Sgomberato il campo dall’interposizione fittizia, alla luce di quanto dianzi illustrato, i capitoli di prova testimoniale articolati dal convenuto nella propria memoria ex art. 183, comma 6, n. 2), c.p.c. si palesano non conducenti, attenendo a motivi a contrarre, notoriamente irrilevanti, ancor più nella fattispecie che occupa, tenuto conto dell’eccezione di inadempimento e della domanda riconvenzionale per come dedotte dal (…), che si attestano sull’altrui inadempimento e sull’essenzialità del termine.
Le superiori considerazioni portano all’accoglimento delle domande contenute nell’atto di citazione, con conseguente declatoria della legittimità del recesso esercitato dall’attrice (da ritenersi perfezionato con la notificazione dell’atto di citazione, in assenza di prova, per mancata produzione dell’avviso di ricevimento, della ricezione della raccomandata a.r. del 3/2/2014) e condanna del convenuto, ai sensi dell’art. 1385, comma 2 seconda ipotesi, c.c., alla restituzione del doppio della caparra conformatoria (sulla sui qualificazione vi è comune prospettazione ad opera delle parti), pari a Euro 80.000,00, oltre interessi al tasso legale dalla domanda ex art. 1284, comma 4, c.c..
Non viene riconosciuto il maggior danno da rivalutazione monetaria, ex art. 1224, comma 2, c.c., trattandosi di debito di valuta (cfr. ad es.: Cassazione civile , sez. II , 11/05/2016 , n. 9650) e non essendo stati allegati e comprovati i relativi requisiti (cfr. tra le molte ad es.: Cassazione civile , sez. II , 04/06/2018 , n. 14289).
Al superiore accoglimento segue il rigetto della domanda riconvenzionale del convenuto.
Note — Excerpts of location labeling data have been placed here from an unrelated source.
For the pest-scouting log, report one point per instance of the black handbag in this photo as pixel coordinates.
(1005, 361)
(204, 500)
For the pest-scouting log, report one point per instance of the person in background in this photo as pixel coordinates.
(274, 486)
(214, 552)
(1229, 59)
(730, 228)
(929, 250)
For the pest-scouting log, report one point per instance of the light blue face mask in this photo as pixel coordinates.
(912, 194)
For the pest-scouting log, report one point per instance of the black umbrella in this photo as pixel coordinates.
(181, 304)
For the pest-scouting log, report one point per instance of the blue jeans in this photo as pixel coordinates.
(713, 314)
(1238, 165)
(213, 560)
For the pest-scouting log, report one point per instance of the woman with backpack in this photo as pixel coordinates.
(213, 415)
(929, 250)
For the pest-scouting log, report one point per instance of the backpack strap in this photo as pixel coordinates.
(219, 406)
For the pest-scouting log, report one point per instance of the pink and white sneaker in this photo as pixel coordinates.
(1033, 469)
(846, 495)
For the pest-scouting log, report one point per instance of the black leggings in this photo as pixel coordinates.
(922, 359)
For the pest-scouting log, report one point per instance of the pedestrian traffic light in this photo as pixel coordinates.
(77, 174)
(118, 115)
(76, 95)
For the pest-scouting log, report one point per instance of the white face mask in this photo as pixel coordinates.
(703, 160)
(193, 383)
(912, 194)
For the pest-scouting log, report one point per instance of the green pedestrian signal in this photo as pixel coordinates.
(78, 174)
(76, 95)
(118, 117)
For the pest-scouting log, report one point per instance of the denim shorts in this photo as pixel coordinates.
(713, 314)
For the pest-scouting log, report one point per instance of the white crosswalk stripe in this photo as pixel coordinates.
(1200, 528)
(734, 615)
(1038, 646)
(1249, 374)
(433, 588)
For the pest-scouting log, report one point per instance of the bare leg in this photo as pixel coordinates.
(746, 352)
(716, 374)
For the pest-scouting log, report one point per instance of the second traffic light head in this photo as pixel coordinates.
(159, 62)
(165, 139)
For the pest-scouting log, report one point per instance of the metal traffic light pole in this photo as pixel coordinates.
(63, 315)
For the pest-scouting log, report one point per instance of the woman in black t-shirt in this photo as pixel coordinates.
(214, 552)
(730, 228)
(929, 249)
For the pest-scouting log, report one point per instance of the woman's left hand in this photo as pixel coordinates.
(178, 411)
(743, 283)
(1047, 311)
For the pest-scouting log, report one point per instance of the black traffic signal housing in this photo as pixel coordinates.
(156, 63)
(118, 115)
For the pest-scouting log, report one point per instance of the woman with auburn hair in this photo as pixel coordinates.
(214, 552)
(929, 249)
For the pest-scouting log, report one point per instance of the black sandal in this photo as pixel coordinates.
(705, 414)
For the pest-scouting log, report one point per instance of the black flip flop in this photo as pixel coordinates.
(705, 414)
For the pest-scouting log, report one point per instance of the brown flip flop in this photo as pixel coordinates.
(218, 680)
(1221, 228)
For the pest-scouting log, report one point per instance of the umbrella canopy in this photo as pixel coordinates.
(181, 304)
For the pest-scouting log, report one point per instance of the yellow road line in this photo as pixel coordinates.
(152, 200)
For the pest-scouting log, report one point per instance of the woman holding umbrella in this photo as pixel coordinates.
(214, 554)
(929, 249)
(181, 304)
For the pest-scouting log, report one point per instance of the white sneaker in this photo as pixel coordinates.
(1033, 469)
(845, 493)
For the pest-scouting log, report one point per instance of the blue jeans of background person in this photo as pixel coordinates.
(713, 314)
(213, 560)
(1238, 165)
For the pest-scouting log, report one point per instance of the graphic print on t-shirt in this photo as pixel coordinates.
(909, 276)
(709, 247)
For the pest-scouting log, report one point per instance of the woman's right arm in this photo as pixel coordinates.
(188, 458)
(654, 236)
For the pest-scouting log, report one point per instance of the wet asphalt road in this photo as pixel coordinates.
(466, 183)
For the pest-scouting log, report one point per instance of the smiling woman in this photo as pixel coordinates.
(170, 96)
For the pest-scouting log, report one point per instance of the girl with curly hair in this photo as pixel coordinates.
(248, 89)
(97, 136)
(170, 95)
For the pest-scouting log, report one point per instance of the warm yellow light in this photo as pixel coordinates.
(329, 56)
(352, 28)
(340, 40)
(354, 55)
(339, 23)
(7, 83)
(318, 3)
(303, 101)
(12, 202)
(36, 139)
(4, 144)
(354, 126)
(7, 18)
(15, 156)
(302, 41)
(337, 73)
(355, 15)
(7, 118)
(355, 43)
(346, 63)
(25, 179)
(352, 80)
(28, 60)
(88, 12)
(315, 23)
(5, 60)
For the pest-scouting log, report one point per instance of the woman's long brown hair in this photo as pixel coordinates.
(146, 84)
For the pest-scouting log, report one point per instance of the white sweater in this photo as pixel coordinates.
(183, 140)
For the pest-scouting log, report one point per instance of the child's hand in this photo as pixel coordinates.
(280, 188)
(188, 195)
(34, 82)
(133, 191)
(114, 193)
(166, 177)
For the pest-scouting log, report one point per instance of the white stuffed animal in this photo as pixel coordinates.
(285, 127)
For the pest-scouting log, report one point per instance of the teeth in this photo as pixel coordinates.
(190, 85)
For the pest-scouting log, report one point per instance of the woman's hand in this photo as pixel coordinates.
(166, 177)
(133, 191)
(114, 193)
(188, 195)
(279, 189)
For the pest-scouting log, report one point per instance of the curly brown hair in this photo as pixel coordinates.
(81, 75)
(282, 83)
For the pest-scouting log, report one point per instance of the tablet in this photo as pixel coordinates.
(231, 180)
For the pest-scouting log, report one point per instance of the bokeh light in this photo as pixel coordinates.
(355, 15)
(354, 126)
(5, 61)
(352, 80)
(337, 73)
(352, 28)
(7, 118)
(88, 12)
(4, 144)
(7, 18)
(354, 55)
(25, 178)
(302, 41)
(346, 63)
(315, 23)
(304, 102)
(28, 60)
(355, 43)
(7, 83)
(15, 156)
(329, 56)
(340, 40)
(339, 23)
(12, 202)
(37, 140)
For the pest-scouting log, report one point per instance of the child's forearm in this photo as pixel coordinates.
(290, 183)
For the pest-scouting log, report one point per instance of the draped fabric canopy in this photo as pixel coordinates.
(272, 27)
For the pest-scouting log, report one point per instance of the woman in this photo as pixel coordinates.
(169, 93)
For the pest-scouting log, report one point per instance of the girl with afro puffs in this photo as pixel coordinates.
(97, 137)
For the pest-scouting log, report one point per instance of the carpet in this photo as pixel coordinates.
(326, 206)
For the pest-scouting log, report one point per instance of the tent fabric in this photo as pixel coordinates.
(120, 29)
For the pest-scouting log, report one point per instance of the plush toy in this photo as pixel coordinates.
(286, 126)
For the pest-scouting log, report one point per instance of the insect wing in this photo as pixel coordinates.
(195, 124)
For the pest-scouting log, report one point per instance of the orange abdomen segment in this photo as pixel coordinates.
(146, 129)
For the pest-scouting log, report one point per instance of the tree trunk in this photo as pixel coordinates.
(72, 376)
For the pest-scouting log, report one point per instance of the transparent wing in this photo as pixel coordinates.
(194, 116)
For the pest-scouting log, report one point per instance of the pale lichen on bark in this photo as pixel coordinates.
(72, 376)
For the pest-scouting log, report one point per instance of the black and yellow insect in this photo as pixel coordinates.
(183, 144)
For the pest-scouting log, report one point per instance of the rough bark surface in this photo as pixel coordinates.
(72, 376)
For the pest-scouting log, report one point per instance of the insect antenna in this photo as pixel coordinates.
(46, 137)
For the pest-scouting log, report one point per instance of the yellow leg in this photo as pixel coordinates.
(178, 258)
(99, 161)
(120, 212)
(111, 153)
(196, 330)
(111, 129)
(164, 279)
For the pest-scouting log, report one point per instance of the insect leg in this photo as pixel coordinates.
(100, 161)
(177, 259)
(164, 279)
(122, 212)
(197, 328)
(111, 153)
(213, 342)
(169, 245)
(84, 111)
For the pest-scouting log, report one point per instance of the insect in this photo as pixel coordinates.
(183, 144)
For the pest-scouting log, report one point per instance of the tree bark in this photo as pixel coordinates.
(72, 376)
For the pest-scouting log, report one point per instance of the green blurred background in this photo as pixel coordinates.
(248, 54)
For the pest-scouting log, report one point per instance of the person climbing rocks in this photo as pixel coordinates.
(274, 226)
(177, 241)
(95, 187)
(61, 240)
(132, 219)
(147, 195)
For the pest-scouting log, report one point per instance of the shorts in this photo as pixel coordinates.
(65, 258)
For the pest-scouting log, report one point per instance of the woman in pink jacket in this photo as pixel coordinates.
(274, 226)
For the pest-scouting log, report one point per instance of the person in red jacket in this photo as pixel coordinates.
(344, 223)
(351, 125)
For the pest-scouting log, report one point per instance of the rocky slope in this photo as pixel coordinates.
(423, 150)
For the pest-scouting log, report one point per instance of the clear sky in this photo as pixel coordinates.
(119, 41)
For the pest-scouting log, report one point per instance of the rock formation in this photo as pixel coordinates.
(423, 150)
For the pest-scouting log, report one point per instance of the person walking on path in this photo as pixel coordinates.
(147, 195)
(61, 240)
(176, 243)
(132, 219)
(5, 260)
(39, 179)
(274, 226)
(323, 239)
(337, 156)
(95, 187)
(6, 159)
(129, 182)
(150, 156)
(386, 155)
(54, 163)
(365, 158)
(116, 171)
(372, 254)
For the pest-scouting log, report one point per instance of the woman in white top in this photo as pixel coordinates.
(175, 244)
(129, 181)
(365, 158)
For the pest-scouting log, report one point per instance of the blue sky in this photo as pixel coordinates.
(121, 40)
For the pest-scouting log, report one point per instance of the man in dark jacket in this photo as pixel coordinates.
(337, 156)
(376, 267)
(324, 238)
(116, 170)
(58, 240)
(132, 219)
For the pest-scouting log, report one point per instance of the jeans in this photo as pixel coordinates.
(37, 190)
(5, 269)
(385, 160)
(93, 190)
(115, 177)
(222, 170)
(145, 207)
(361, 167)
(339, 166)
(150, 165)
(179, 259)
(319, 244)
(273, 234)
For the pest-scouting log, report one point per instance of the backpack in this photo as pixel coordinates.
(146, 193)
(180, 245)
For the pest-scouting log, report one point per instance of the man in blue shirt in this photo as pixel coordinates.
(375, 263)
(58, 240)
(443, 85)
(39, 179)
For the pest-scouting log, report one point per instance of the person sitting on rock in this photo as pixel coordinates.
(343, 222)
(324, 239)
Ogni altro profilo resta assorbito.
In ossequio al principio della soccombenza, il convenuto va condannato alla rifusione, in favore dell’attrice principale, delle spese di lite, nella misura che si liquida in dispositivo e da distrarsi in favore dei difensori come da specifica istanza ex art. 93 c.p.c., avuto riguardo all’atività processuale espletata e allo scaglione di riferimento ai sensi del D.M. n. 55 del 2014.
P.Q.M.
Il Tribunale, in composizione collegiale, definitivamente decidendo, disattesa ogni contraria istanza:
In accoglimento parziale delle domande formulate nell’atto di citazione, dichiara l’intervenuto recesso di (…) dal contratto preliminare di trasferimento di partecipazioni sociali del 17/5/2010 per grave inadempimento di (…) e, ai sensi dell’art. 1385, comma 2 seconda ipotesi, c.c., condanna quest’ultimo al pagamento in favore dell’attrice principale della somma di Euro 80.000,00, oltre interessi al tasso legale ex art. 1284, comma 4, c.c. dalla domanda. Rigetta per il residuo.
Rigetta la domanda riconvenzionale.
Condanna il convenuto alla rifusione, in favore di parte attrice, delle spese di lite, che liquida in complessivi Euro 11.571,28, di cui Euro 1.571,28 per spese vive ed Euro 10.000,00 per compenso, oltre spese generali al 15% sul compenso e ulteriori accessori di legge nella misura dovuta, da distrarsi in favore dei difensori come da specifica
istanza ex art. 93 c.p.c..
Così deciso in Catania il 17 gennaio 2019.
Depositata in Cancelleria il 18 aprile 2019.